The hyenas have broken the beer strainers of the women.
Travel with a bicycle in the rainy season is not easy.
No personal diaries other than the briefest entries exist for the years 1946-8. This can most easily be explained by the changed circumstances of her life at this time: the illness and death of her mother in September 1945 which led to more domestic responsibility; the end of the war and demobilisation; the remarriage of her father in 1946; and the completely new experience, for her, of starting a full-time job in London which must have taken a great deal of her concentration. When she did feel able to turn her mind to something else, it was to the revision of her novel Some Tame Gazelle.
In 1949 Jonathan Cape accepted Some Tame Gazelle, now revised for the third time. It was published in 1950 and had a general critical success. ‘Delightfully amusing,’ wrote one critic in The Guardian, ‘but no more to be described than a delicious taste or smell.’ Between 1950 and 1961 six of her novels were published by Cape: Some Tame Gazelle, 1950; Excellent Women, 1952; Jane and Prudence, 1953; Less Than Angels, 1955; A Glass of Blessings, 1958; and No Fond Return of Love, 1961. They were praised by the critics, enjoyed a modest financial success and delighted an ever-growing circle of admirers and enthusiasts. Excellent Women, the most generally popular, was a Book Society Choice and was subsequently serialised in the BBC’s Woman’s Hour.

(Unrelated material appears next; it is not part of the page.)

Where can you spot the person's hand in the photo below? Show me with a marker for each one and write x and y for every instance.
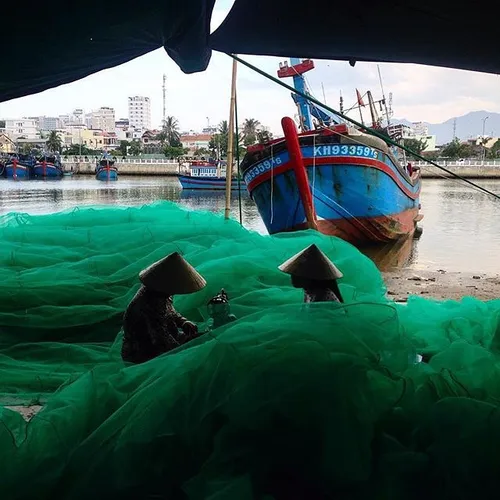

In February 1950 her only broadcast radio play, Something to Remember, was produced by Hugh Stewart, with Grizelda Hervey playing the archetypal Pym heroine Edith Gossett.
Barbara always said that she was glad that she could never be a ‘full-time novelist’ and that she had to earn her living some other way. It was fortunate that she was able to do so in a world as rich in comic material as the I. A.I. Because the Institute was classed as a charity, salaries were very low indeed and Barbara was lucky that she was able to share a home with Hilary, separated from her husband in 1946 and now a BBC producer. Since 1946 they had lived together in great amity (as they did for the rest of her life), thus making the fictional situation of Some Tame Gazelle, projected all those years ago, come true. They lived first in a flat in Pimlico (the setting for Excellent Women) and then in Barnes (the suburb in Less Than Angels and No Fond Return of Love).
From 1948 Barbara had kept notebooks – partly diaries, partly ideas for novels, or simply observations. At the back of each one are detailed shopping lists that may one day provide invaluable source material for social historians. These 82 small, spiral-backed books form the heart of this section. Such was her dedicated professionalism that even in the 17 years when her novels were not published, even when it seemed unlikely that she would ever be published again, she still made notes for novels and recorded observations. In a way these notebooks were her most precious possession, the real raw material of her writing.
In 1961 Hilary bought a small house in Queens Park (the district described in An Unsuitable Attachment). There they had a garden and were able to keep cats. Tatiana, the original of Faustina, a beautiful but highly neurotic tortoiseshell, had a short, tragic life, but Tom Boilkin (sleek, black and white, President of the Young Neuters Club) and Minerva (also known as Nana, another, more amiable tortoiseshell whose preferred diet was fried tomato skins and custard) lived long and happy lives. H.H.